Evet, “su”, üçte ikisini oluşturduğu gezegenimizde kısa bir sürede bir “nedret” haline geldi. Su tüketiminin XXI. yüzyılda en az altı kat arttığı kaydediliyor. 1950 yılında kişi başına yılda 17 bin metreküp kaynak söz konusuydu. 2005’te 8 milyar insan yılda 5 bin metreküp suyla yetinmek zorunda kaldı. 1.2 ila 1.4 milyar insan içme suyundan yoksundur. Sağlanan suyun yüzde 70’i tarıma gitmektedir. Evlerde tüketilen su ise sadece yüzde 8’dir. Sudan yoksunluk ve atık suların tahliyesi işlemlerinin yetersizliği, yarısı çocuklar olmak üzere günde 25 bin insanın hayatına mal olmaktadır. Doğal felaketlerin yüzde 90’ı suyla bağlantılıdır ve toprağın hoyratça kullanımının sonucudur; ormanların yok edilmesi, büyük sulama projeleri, büyük otlaklar gibi...
Son zamanlarda sürekli olarak suyun tükendiğine dair haberlerle karşılaşıyoruz. Çorak topraklar ya da akmayan musluk görüntülerini boca ediyorlar önümüze. Bu imgelere, günümüzde dünyada yüz yıl öncesine göre altı kat daha fazla su tükettiğimize dair rakam ve istatistikler eşlik ediyor. Yanı sıra nicelik ve nitelik sorunlarından söz ediyor, ve her ikisinin de kaynak kıtlığına açıldığını gösteriyorlar. Yeterli suya sahip bölgelerde kentlerin büyümesi ve bunun sonucu olarak sıvı kullanımındaki artışın doğayı nasıl etkilediğine de işaret ediyorlar; yöneticiler açısından bu yüzyılın en önemli sorununu, su kriziolarak da bilinen su kıtlığı ve kirlenmesi oluşturmakta.
Burada sormak gerekir: gerçekten de bir su kriziyle mi karşı karşıyayız? Yerkürenin esas olarak sudan oluştuğu bir durumda, nasıl olur da su krizinden söz edilebilir? Bu sorunun klasik yanıtı şöyle: “Çünkü bu toplamın yalnızca yüzde 2.5’i insan tüketimine uygundur; geri kalan yüzde 97.5 tuzludur.” Bu yanıt, görünüşte kaynak kıtlığını açıklıyor. Ama bu yüzde 2.5 ne miktarda suyu temsil etmekte? Bu yüzde her hidrolojik çevrimin bitiminde sabit mi kalmaktadır? Bir bardak suyun yüzde 2.5’i ile bir gölünki aynı olmadığı gibi, yağış mevsiminin sonundaki yüzde 2.5 ile başındaki de bir olmadığına göre, bu sorular bizi kaçınılmaz olarak bu çok kullanılmış iddiaları gözden geçirmeye ve ağızlarda sakız olmuş su krizinin anlamını ve onu ortaya çıkartan olası nedenleri daha iyi anlayabilmemize olanak sağlayacak verileri araştırmaya yöneltiyor.

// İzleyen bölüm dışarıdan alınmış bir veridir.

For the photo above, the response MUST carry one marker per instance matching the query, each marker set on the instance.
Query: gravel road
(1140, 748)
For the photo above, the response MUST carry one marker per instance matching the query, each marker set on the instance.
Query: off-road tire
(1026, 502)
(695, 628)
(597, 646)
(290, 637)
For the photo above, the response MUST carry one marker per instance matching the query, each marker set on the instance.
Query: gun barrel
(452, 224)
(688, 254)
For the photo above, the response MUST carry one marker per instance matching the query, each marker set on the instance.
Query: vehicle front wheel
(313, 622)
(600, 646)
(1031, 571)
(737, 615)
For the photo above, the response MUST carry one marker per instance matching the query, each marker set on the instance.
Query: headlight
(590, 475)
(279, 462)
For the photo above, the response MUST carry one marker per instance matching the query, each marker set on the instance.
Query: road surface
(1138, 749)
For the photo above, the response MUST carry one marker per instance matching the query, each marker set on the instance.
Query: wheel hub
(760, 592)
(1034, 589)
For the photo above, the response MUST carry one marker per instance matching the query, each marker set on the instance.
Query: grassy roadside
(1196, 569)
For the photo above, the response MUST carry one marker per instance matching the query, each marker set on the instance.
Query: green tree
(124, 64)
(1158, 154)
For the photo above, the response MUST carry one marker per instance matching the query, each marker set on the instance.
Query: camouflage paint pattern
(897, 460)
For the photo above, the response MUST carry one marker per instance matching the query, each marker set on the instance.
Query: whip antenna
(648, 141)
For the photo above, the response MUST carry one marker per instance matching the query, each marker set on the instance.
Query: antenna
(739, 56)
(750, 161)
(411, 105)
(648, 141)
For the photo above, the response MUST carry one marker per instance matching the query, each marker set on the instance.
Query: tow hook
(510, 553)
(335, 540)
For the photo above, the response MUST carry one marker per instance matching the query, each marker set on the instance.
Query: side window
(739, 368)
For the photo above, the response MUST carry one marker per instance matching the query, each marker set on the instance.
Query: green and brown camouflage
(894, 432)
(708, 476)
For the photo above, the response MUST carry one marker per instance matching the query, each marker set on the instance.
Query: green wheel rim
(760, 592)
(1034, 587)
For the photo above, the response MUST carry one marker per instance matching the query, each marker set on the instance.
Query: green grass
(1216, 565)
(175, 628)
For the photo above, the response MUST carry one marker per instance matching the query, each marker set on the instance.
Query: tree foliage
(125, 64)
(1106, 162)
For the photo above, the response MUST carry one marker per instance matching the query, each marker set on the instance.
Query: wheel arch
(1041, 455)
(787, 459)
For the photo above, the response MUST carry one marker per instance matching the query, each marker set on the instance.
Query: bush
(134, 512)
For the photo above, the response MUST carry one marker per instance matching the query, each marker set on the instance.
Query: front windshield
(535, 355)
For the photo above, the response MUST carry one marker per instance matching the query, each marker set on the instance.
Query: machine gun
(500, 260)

Kapitalizmin temel öğretisi kaynakların kıt insanların ihtiyaçlarının sonsuz olduğu üzerine kuruludur. Bu nedenle kapitalist sistemin insanı, ihtiyaçlarını karşılarken sürekli bir tercih sorunuyla karşı karşıyadır. Bu bazen ekmek ile tank arasında yapılan bir tercihtir, bazen de diş tedavisiyle bir çift ayakkabı!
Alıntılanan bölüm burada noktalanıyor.